This is a question with rather a long history. As early as 1929, the Hungarian writer Frigyes Karinthy speculated that anyone in the world could be connected to anyone else through a chain consisting of no more than five intermediaries. Because the last person in the chain, who we call the target, does not count as an intermediary, five intermediaries is equivalent to six degrees of separation. The first scientific exploration of what was to become known as the "small-world problem" came almost three decades later in the work of Manfred Kochen (a mathematician) and Ithiel de Sola Pool (a political scientist), who proposed a mathematical explanation of the problem. Assuming that individuals choose 1,000 friends at random from a population as large as 100 million, Kochen and Pool showed that no more than two or three intermediaries (hence three or four degrees of separation) would be required to connect any two people. People, however, do not choose friends at random, which implies that the real answer should be higher. Kochen and Pool realized this, but were unable to solve the more difficult problem.

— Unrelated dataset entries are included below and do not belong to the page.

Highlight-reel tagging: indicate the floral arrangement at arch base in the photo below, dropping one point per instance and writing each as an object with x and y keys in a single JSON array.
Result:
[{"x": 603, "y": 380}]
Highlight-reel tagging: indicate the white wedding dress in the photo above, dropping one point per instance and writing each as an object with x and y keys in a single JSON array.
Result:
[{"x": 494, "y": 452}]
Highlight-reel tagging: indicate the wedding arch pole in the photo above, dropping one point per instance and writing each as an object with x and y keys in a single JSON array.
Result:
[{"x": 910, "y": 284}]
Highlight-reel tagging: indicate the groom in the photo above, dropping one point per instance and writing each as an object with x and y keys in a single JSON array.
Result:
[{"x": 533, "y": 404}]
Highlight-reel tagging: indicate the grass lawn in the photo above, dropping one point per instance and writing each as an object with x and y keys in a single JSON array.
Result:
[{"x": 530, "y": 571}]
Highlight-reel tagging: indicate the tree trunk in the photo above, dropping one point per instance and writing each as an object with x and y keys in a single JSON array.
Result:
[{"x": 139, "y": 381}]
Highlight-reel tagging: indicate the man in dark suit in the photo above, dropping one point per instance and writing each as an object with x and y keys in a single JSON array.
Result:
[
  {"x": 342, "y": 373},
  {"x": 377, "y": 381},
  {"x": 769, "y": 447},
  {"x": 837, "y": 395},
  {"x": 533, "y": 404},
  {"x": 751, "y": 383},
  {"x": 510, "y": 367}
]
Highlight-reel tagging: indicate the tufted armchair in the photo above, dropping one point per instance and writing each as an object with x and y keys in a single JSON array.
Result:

Stimulated by Pool and Kochens work, the great social psychologist Stanley Milgram devised an ingenious experiment in the late 1960s to test the hypothesis. Milgram and his graduate student Jeffrey Travers gave 300 letters to subjects in Boston and Omaha, with instructions to deliver them to a single target person (a stockbroker from Sharon, Mass.) by mailing the letter to an acquaintance who the subject deemed closer to the target. The acquaintance then got the same set of instructions, thus setting up a chain of intermediaries. Milgram found that the average length of the chains that completed (64 of them) was about six--quite remarkable in light of Karinthys prediction 40 years earlier. Since Milgram, the small-world problem has become a cultural phenomenon, especially after the playwright John Guare chose the catchy term "six degrees of separation" as the title of his 1990 play. But until recently, very little empirical work had been done aside from Milgrams initial experiment, and no one could explain why it worked.
Some recent theoretical work suggests that the answer may or may not be six, but it is certainly small--not 100, for example. A very large scale e-mail version of Milgrams experiment, currently being conducted at Columbia University (see link above), might settle the matter once and for all. But for now, it remains a mystery.